Afterwards, each of these starting k-mers is expanded on using the trans_prob dict?

cerebis commented 4 years ago

Note: I am working on the code, so no need to make commits, just explain here if you can.

cerebis commented 4 years ago

Also, I think the np.random.choice should be done with replacement?

koadman commented 4 years ago

kmer_probs is a poor name for that variable... it never gets used as a probability distribution with np.random.choice or anywhere else, instead it's just meant to create a list of all kmers that have the same length as the junction seq. At the very least it should be renamed to something like kmer_list or alternatively this section could be rewritten in a way that's more pythonic. As you know my python is still n00b level.

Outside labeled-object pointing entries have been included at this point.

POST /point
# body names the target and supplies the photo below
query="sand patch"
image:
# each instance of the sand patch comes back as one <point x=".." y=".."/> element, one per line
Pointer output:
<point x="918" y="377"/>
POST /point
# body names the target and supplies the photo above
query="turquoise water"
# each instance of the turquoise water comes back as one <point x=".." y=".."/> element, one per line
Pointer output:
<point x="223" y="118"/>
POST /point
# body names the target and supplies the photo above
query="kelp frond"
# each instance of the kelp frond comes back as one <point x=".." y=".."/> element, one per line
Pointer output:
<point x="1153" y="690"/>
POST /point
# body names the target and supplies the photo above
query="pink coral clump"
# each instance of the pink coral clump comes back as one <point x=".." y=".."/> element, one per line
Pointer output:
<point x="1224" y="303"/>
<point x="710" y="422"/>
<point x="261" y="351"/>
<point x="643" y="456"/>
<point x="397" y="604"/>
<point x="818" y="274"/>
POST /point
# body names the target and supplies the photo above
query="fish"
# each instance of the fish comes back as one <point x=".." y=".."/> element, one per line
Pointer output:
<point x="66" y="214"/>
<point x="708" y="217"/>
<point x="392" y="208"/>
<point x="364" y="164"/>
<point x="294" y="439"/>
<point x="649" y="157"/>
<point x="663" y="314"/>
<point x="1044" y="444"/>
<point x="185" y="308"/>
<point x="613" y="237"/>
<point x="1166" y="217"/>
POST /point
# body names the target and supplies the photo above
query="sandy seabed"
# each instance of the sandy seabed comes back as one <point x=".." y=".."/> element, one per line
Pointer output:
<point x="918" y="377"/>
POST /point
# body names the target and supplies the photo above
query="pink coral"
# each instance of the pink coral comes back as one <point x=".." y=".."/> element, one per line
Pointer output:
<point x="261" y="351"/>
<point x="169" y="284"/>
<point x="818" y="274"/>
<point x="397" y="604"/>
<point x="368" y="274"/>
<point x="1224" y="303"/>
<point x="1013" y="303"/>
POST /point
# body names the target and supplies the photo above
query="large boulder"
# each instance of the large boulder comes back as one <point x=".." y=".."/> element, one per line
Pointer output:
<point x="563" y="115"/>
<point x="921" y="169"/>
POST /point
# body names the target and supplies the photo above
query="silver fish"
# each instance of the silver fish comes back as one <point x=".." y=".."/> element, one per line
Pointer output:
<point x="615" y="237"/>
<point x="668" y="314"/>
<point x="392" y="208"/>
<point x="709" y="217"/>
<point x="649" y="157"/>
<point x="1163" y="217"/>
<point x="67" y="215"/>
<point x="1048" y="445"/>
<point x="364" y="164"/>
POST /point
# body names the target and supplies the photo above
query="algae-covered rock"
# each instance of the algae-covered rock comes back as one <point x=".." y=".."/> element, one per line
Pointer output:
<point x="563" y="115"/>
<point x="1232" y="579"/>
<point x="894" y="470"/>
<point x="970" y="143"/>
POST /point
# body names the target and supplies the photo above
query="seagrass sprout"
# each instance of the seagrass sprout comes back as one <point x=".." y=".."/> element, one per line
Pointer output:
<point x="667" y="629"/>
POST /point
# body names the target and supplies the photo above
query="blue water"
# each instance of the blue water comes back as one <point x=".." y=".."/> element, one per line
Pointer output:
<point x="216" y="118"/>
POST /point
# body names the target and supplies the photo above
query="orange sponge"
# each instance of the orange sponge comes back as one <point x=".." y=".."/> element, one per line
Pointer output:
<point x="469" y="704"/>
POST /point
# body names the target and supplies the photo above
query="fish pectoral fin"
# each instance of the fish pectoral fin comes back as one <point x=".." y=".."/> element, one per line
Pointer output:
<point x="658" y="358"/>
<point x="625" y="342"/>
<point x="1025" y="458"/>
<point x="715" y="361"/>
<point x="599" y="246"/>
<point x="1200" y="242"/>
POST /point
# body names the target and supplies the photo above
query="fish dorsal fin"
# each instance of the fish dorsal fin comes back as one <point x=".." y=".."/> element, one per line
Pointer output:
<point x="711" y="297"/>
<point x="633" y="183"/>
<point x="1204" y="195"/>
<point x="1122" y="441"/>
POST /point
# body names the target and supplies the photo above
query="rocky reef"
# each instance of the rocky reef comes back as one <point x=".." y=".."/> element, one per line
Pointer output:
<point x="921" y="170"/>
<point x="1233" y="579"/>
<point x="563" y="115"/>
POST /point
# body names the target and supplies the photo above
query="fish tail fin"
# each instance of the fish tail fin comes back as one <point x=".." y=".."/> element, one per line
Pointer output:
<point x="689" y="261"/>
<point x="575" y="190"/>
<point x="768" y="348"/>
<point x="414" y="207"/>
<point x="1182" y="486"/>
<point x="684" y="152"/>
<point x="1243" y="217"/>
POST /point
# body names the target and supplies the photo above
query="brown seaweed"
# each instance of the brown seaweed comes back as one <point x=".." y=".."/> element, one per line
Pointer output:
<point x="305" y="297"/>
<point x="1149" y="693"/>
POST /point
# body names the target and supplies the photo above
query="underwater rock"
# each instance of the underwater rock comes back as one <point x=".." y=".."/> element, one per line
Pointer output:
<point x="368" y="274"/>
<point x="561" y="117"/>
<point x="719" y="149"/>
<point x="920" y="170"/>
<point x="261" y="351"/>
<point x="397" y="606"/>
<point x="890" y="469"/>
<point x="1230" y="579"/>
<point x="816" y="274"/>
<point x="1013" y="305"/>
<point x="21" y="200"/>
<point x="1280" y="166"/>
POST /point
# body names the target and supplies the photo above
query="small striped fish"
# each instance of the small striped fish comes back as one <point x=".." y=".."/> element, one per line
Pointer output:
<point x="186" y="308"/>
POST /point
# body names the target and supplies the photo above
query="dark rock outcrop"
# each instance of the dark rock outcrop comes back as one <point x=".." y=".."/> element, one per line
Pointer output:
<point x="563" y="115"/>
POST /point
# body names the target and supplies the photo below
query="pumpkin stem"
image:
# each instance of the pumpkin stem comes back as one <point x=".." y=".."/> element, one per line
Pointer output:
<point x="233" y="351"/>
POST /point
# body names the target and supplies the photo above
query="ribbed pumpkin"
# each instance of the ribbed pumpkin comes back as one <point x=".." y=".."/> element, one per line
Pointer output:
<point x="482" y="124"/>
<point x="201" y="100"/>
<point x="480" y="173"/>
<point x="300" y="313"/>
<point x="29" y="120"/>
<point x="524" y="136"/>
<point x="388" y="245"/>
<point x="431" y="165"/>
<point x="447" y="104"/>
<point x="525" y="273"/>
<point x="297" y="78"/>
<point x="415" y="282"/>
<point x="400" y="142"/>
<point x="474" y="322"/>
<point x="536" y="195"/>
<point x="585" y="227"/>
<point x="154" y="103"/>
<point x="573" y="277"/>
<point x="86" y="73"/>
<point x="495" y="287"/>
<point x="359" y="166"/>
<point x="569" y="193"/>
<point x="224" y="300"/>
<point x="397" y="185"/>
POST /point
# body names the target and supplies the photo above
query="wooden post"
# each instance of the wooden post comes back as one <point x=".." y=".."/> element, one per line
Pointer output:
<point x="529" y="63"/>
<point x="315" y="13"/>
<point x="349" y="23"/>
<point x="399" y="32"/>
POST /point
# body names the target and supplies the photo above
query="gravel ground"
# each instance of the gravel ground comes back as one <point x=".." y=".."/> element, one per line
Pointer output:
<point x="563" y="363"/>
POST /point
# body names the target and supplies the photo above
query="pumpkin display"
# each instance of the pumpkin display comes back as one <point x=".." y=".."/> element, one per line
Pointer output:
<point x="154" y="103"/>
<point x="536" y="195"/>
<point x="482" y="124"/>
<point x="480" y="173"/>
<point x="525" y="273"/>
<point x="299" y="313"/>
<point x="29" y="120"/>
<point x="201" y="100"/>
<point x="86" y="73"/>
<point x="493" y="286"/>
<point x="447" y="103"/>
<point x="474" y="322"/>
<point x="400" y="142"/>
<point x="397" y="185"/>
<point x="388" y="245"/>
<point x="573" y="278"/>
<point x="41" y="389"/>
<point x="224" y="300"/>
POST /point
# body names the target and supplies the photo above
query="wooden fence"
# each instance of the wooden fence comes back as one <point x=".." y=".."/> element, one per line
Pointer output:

and yes, np.random.choice should be done with replacement. Isn't that the default?

cerebis commented 4 years ago

https://github.com/cerebis/qc3C/blob/26cbf7de5e407502b9f97f272e263d5f5c8059b0/qc3C/kmer_based.py#L324-L343

In this method, the loop that normalises counts (lines 342-343) isn't used later. Is this just lingering code, or was it intended to be used in the normalisation of transition probabilities?

koadman commented 4 years ago

yes, it's meant to normalize the transition probs. trans_prob gets returned by the function and then used on line 385: https://github.com/cerebis/qc3C/blob/26cbf7de5e407502b9f97f272e263d5f5c8059b0/qc3C/kmer_based.py#L385 to select the next nucleotide in the simulated sequence, based on the current k-mer, but certainly possible that there's something subtle that causes it to not work as intended

koadman commented 4 years ago

in fact I see a bug already on that line of code -- the index into sim_seq should instead be a range from i-k to i-k-1

cerebis commented 4 years ago

Yes, I encountered that bug earlier today, as I have been reworking and testing this new code.

There's definitely some performance issues to sort out, as currently the step of estimation is much slower than I would have expected. I haven't yet done any profiling.

In the current version, I have split creating trans_prob from the reads and estimating junction probability. Largely, because I want to test them independently.

RIght now, I find that the estimated probs for an 8-mer junction are lower than I would have thought. There is possibly a problem with the code, as you can see from my questions that there were some issues. I may have intuited the wrong answer.

I'll check it in shortly, getting called away.

cerebis commented 4 years ago

I have finished an implementation for this issue. The code can be checked out as the HEAD of multidigest.

Commit: 3a5a310

At present, users are not given any control of the number of reads going into the markov model, nor the number of samples used to estimate occurrence rate. I considered doing a bootstrap here, with a less than exhaustive sample number.

Also, all reads which are read by the parser are used in the model, regardless of whether a user has requested a sub-sampling rate for the k-mer analysis. This is becauase the k-mer work (through Jellyfish) is the bottleneck, and we might as well have as many k-mer observations as possible being fed to the markov model.

I think it might be prudent to have some testing off the coverage rate for the model, when it is built. This could then be passed on or used as a means of generating a warning, if a very small read-set wsas provided.

cerebis commented 4 years ago

This idea has been explored and now abandoned.